During his sermon, "In Search of a Standard -- Christian Response to Homosexuality," delivered a decade ago, Giglio told his parishioners that being gay is a sinful "choice" and that gay people will be prevented from "entering the Kingdom of God." The "only way out of a homosexual lifestyle ... is through the healing power of Jesus," he continued.

Just four years ago at his first inauguration, Barack Obama chose evangelical pastor Rick Warren to deliver the invocation. While Warren has been involved in some positive activities during his ministry, he has been a leading and outspoken opponent of lesbian, gay, bisexual, and transgender rights, and in particular, he worked as one of the chief lobbyists for the passage of Proposition 8 in California delegitimizing marriage for same-sex couples. In his public statements, he likened marriage for same-sex couples to incestuous marriage between a brother and sister and to polygamy. In November 2012, Warren went further by telling CNN's Piers Morgan that being gay is a bit like eating arsenic or "punching a guy in the nose." In addition, Warren has called into question the concept of separation of religion and government, and he said that Obama has "intentionally infringed upon religious liberties" with his contraception mandates.

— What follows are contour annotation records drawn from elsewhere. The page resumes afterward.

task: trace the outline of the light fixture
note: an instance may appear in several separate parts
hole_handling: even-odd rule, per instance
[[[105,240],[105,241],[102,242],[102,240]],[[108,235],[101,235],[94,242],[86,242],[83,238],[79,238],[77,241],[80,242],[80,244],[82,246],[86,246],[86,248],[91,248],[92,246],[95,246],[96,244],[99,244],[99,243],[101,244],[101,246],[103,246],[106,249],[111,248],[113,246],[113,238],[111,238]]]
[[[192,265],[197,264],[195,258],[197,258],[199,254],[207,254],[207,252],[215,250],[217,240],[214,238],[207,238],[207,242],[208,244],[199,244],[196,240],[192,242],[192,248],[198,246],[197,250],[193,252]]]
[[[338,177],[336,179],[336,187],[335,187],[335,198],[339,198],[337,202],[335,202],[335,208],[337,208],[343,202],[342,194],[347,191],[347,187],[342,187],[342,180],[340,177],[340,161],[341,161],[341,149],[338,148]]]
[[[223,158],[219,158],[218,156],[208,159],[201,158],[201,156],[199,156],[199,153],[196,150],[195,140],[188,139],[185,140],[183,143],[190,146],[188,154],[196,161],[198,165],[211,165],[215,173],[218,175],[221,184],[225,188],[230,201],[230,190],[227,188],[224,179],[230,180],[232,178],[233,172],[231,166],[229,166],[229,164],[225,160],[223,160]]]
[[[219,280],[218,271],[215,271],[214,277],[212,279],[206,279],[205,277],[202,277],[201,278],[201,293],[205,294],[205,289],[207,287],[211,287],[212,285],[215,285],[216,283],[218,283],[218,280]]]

Obama's choice of Giglio and Warren, even if they had not been divisive figures, to give blatantly sectarian addresses at presidential inaugurals raises a number of critical issues. If the U.S. truly stands as a country dedicated to the concept of the separation of religion and government, as articulated by the First Amendment, why then do presidential inaugurals include "invocations" (supplications or prayers to God), and "benedictions" (a short prayer asking for divine assistance, blessings, and guidance given usually at the close of religious services)? In fact, Warren invoked the name of Jesus during his invocation four years ago, and closed by reciting the Lord's Prayer.

And I will go even further: Why indeed does the government require the practice at presidential and other "swearing in" ceremonies of the placement of right hands upon the Bibles (composed of the Jewish Bible and the Christian Testaments) and a swearing to the name of "almighty God." Furthermore, why do we hire chaplains to deliver prayers at the daily openings of Congressional sessions, all paid for by public tax dollars?

Many of our framers, the chief architects of the United States Constitution, most clearly did not have these measures in mind. James Madison, familiarly called the "Father of the Constitution," was most responsible for the First Amendment along with Thomas Jefferson.

Virginia was one of the first states following the Revolutionary War to address the issue of religion and government when Thomas Jefferson, who held deist beliefs, drafted "An Act for the Establishment of Religious Freedom" in 1777. Jefferson's proposal passed into law in 1786 in Virginia. Then, constitutional framers such as Jefferson and Madison negotiated a compromise with Protestant sectarians, which led to the clause written into the First Amendment of the United States Constitution: "Congress shall make no law respecting an establishment of religion, or prohibiting the free exercise thereof...." Though nowhere in the U.S. Constitution does the phrase "separation of church and state" appear, it was originally drawn from a letter President Thomas Jefferson sent on January 1, 1802 to the Danbury (Connecticut) Baptists Association.

Jefferson held deep concerns over the possibility of erosion of First Amendment religious freedoms, as did Madison. In his "Letter to Edward Livingston," July 10, 1822, Madison opined: "Every new and successful example, therefore, or a perfect separation between the ecclesiastical and civil matters, is of importance; and I have no doubt that every new example will succeed, as every past one has done, in showing that religion and Government will both exist in greater purity the less they are mixed together."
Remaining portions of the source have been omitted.